Zur Forderung einer zentralen Einheit, die zugleich den Grund und Quell unendlicher peripherischer Erweiterung und Differenzierung enthalte - zur Entgegensetzung von Hypothesen und Anhypotheton, Ideen und Idee der Idee - der unendlichen Stufenfolge der Erkenntnisentwicklung und der ihr notwendigen Richtungseinheit - zur Kontinuität und Korrelativität, und was sich sonst hier bereits anmeldete und vorläuft, unter allem Vorbehalt genauerer Bestimmung und Sicherung, zugelassen wurde: zu diesem allen führte uns auf der einen Seite eine hier nicht genauer beschriebene, aber tatsächlich in der Entwicklung der Wissenschaften sozusagen unter allgemeinem Konsens vollzogene Induktion nicht sowohl aus dem Faktum, als vielmehr aus dem Fieri der Wissenschaften; eine Induktion, die doch, abgesehen davon, daß sie nie vollendet sein kann, schon darum für sich nichts begründen kann, weil sie selbst wahrlich nicht weniger als all jene Voraussetzungen der Begründung bedarf und voraussichtlich zu dieser Begründung sie alle nötig haben wird; auf der anderen Seite einzelne Vorausnahmen ebenfalls historisch und insofern faktisch vorliegender logischer Theoreme: für welche Vorausnahmen ich keinen besseren Grund anzuführen weiß, als daß sie in langer Beschäftigung den intensiv an den Problemen Arbeitenden sich mehr und mehr bewährt haben; was natürlich auch nicht als absoluter Beweis kann gelten wollen. Die Ungenauigkeit und also Unzulänglichkeit einer solchen Begründung liegt also unverhüllt zutage, soll zutage liegen. Aber sie ist im Anfang überhaupt nicht zu vermeiden, und sie braucht uns so lange nicht zu drücken, als wir erst bei der Hinleitung zur logischen Untersuchung, beim Aufweis des logischen Problems stehen, also noch nichts Einzelnes mit dem Anspruch definitiver Geltung auftritt. Nur weniger hoch und allgemein, weniger zentral und damit radikal wird das Problem nicht fassen dürfen, wen nicht den Vorwurf tragen will, an der gewaltigen, in Wissenschaft und Philosophie alter wie neuer und neuester Zeit in dieser Richtung geleisteten Arbeit kenntnis- und prüfungslos vorbeigegangen zu sein. Allgemein muß man sich darüber klar sein, daß, wo man zum letzten Ursprung der Erkenntnis kommt, eine andere Art der Begründung nicht gefordert werden kann, als daß er sich tauglich erweist, den Aufbau der Erkenntnis in seiner Gesetzmäßigkeit verständlich zu machen; das aber kann allein die Ausführung lehren.

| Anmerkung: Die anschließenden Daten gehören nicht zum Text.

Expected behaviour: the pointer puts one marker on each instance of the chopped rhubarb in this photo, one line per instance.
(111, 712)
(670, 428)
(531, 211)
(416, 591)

Dieser Schwierigkeit der letzten Begründung ist, man mag die Probleme herumwenden, so viel man will, auf keine Weise auszuweichen. Will man sich auf die Evidenz berufen, so scheint leider nichts so wenig evident zu sein wie die letzten Prinzipien, da um nichts so viel Streit ist. Will man beweisen, so überzeugten wir uns schon zu Anfang, wie jeder Versuch eines deduktiven Beweises in einen unvermeidlichen Zirkel führt; ein induktiver Beweis aber würde nicht nur als logisches Verfahren an demselben Fehler kranken: die letzten Prinzipien, die er beweisen möchte, vielmehr voraussetzen zu müssen; sondern er könnte überdies, wenn er noch so sehr auf den ganzen bisherigen Verlauf der Forschung sich berufen dürfte, doch nie sicher sein, nicht durch deren weiteren Gang widerlegt zu werden.

Vielleicht denkt man einen apagogischen [negativer Beweis aus der Falschheit des Gegensatzes - wp] in der Art führen zu können, daß man zeigt: ein jeder Versuch, gewisse Voraussetzungen selbst aus weiter zurückliegenden logisch entweder als wahr oder als falsch zu beweisen, würde die Voraussetzung ihrer Wahrheit schon einschließen; welcher Voraussetzung also auf keine Weise ausgewichen werdne könne. Selbst dabei würde man zwar den Zwng zu ihrer Anerkennung vielleicht eingestehen müssen, aber diesem Zwang innerlich doch, wenn auch vergebens, widerstreben, wenn sich nicht dieselben Voraussetzungen zugleich im faktischen Gebrauch des Denkens fortdauernd bewähren und fruchtbar erweisen; eine Art der Bewahrheitung, die zwar nur soweit Gewißheit gibt, als sie allemal reicht, aber doch an all der Sicherheit teilnimmt, die den Sätzen der Wissenschaften auf deren eigenem Gebiet erreichbar ist.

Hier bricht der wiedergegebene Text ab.